The explosion of tools and capabilities to create, manipulate, and access data is frightening without a data strategy. If we thought we had redundancy problems in the past, wait until we track items by RFID and incorporate unstructured data into our information portfolio. And at the same time as we are drowning in data, we glorify technology that automates our decision-making. As a result, our decisions are often plain wrong. To make things worse, we are reducing, in some cases disabling, direct contact with our customers who are affected by our bad decisions, and who are frustrated that they have lost the personal connection to their service representative who could straighten things out. What makes business executives believe that this [non-]strategy is working?
A data strategy can be seen as a survival guide for the information age. Like other core company assets, such as financial assets, real estate assets, fixed assets, and so on, data assets should be controlled based on a strategy. A data strategy is a strategic plan for enterprise-wide data governance that spells out a company’s policies, procedures, roles, and responsibilities for standardizing its data, ratifying its business rules, controlling data redundancy, managing its master data, integrating structured with unstructured data, storing and using its data, as well as protecting its data. Thus, in order to put the “I” back into BI, companies need to create and implement a data strategy. Here are some of the basic components of a data strategy.

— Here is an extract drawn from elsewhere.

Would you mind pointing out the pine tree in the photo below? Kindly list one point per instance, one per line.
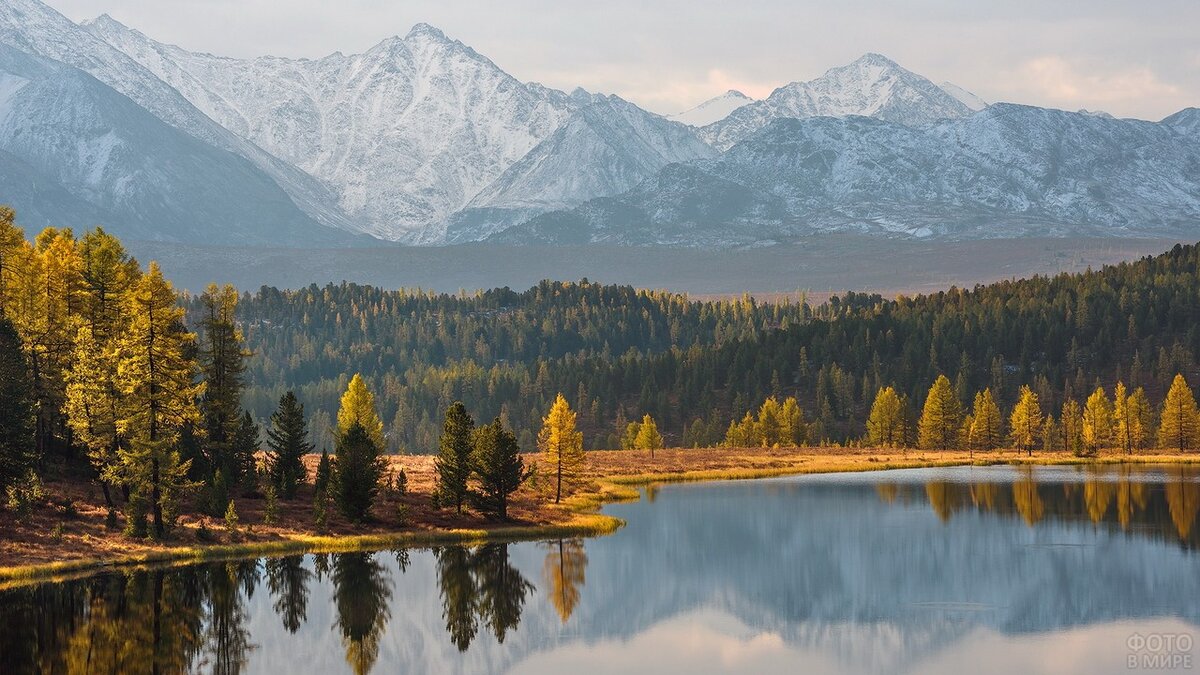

Data standardization and integration
Data standardization and integration go hand in hand – you cannot have one without the other. This means that data redundancy has to be addressed. Redundant data must be identified, cataloged, resolved, and ultimately reduced. This is much easier said than done because it requires time-consuming human analysis. While there are data profiling tools that can help identify potential duplicates and master data management products that help manage core business data, it still takes the knowledge of a business person to understand the semantics of each data element. It also takes a willingness and commitment from the business people to negotiate and agree on how to standardize the data.

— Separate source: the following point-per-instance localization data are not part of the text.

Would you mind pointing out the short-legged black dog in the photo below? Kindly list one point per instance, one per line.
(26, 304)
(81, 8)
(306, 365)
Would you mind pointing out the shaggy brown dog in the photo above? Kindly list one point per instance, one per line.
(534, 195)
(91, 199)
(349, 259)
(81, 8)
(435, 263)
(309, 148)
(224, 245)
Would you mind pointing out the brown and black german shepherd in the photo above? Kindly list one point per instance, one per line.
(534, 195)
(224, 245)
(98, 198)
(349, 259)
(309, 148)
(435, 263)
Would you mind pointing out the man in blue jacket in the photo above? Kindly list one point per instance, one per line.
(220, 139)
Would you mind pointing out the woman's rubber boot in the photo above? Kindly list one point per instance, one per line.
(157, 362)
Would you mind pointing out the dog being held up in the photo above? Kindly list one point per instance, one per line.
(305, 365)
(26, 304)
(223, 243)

Everyone seems to be getting on the data quality bandwagon. The vendors talk about it, and much is written about it. Yet, in many companies, a lack of management awareness and support for data quality continues to be a problem. Once again, there is no “silver bullet” solution that can automagically turn your dirty data into good quality data. While there are data cleansing tools that can help, it still takes the knowledge of a business person to define the intended meaning and the intended content of each data element. These have to be documented as business rules before they can be fed to any data cleaning tool or business rules engine.
Meta data management
Meta data is one of the vehicles for achieving data standardization and integration. Meta data is contextual information about IT assets, such as data, processes, programs, and so on. Meta data components for data assets includes business definitions, domains (valid values), data formats (type and length), business rules for creating the data, transformation and aggregation rules, security requirements, ownership, sources (operational files and databases), timeliness, and applicability, just to name a few. Not many companies capture all of these meta data components, and those that do, don’t make effective use of it. Meta data is no longer the dirty “D” word: documentation. It is now the nice “N” word: navigation. Documentation is often considered to be an IT overhead; after all, programmers can read the code, which is usually more reliable than any documentation anyway. But navigation cannot be dismissed so easily because it is an essential tool for business people to navigate through their BI/DW environment.

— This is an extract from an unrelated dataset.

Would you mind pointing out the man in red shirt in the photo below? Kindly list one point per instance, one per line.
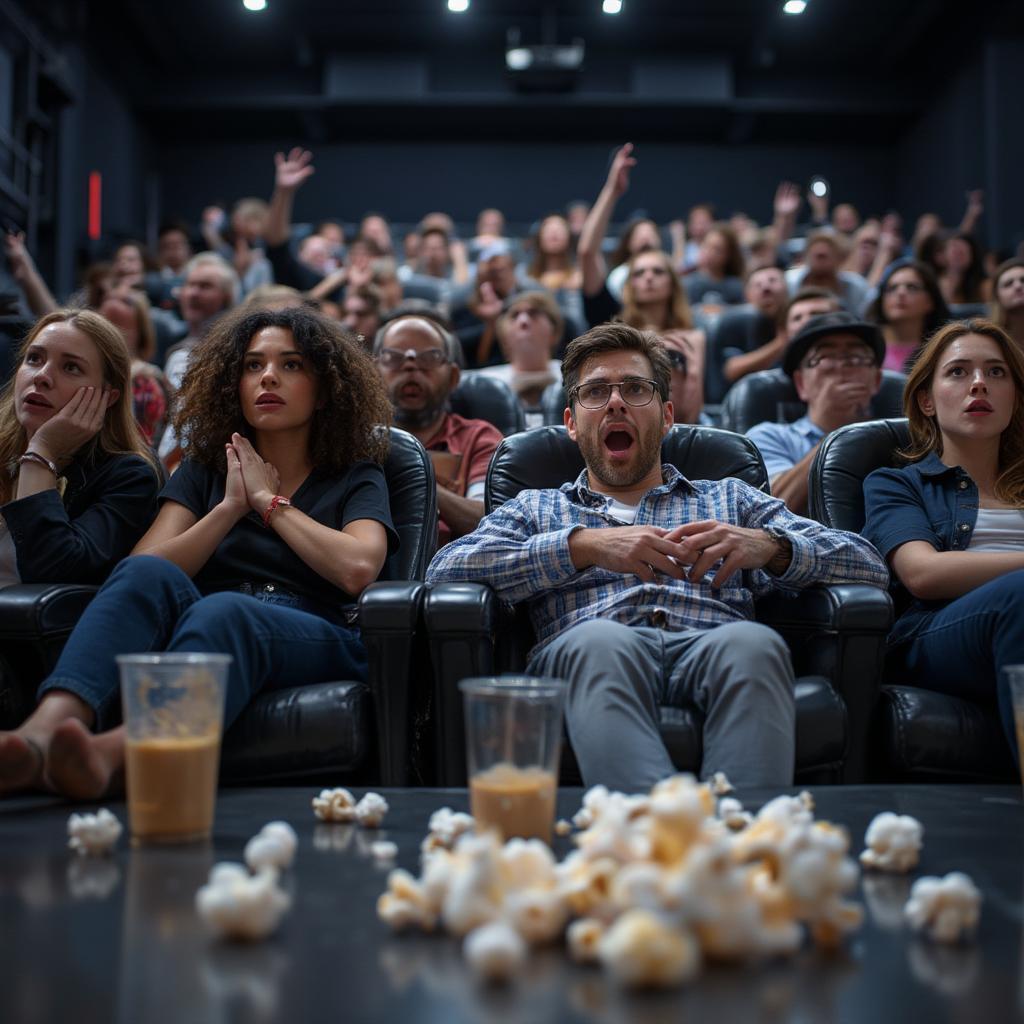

To most IT technicians, data modeling is synonymous with database design. When I ask “who invented entity relationship modeling” I get the answer: Dr. Codd. Wrong. Entity-relationship modeling, the first data modeling technique, was invented in the mid 1970’s by Dr. Peter Chen. Dr. Codd formalized the six Normalization rules and published the famous 12 rules of relational databases (actually 13 rules when counting rule Zero), but he did not invent the entity relationship modeling technique. The point I am making here is that data modeling originated as a business modeling technique before it became a database design technique. In the early days of relational databases (early 1980’s), the business data model, known as logical data model, and the database data model, known as physical data model, looked very similar because we did not denormalize heavily for operational systems. In the BI/DW world, those two models are quite dissimilar, especially when we store the data multi-dimensionally. Regardless of what database design schema you ultimately choose for storing the data, you should still create business data models for understanding the semantics and the business rules of the data first. Without understanding the semantics and the business rules of the data, it is impossible to standardize the data.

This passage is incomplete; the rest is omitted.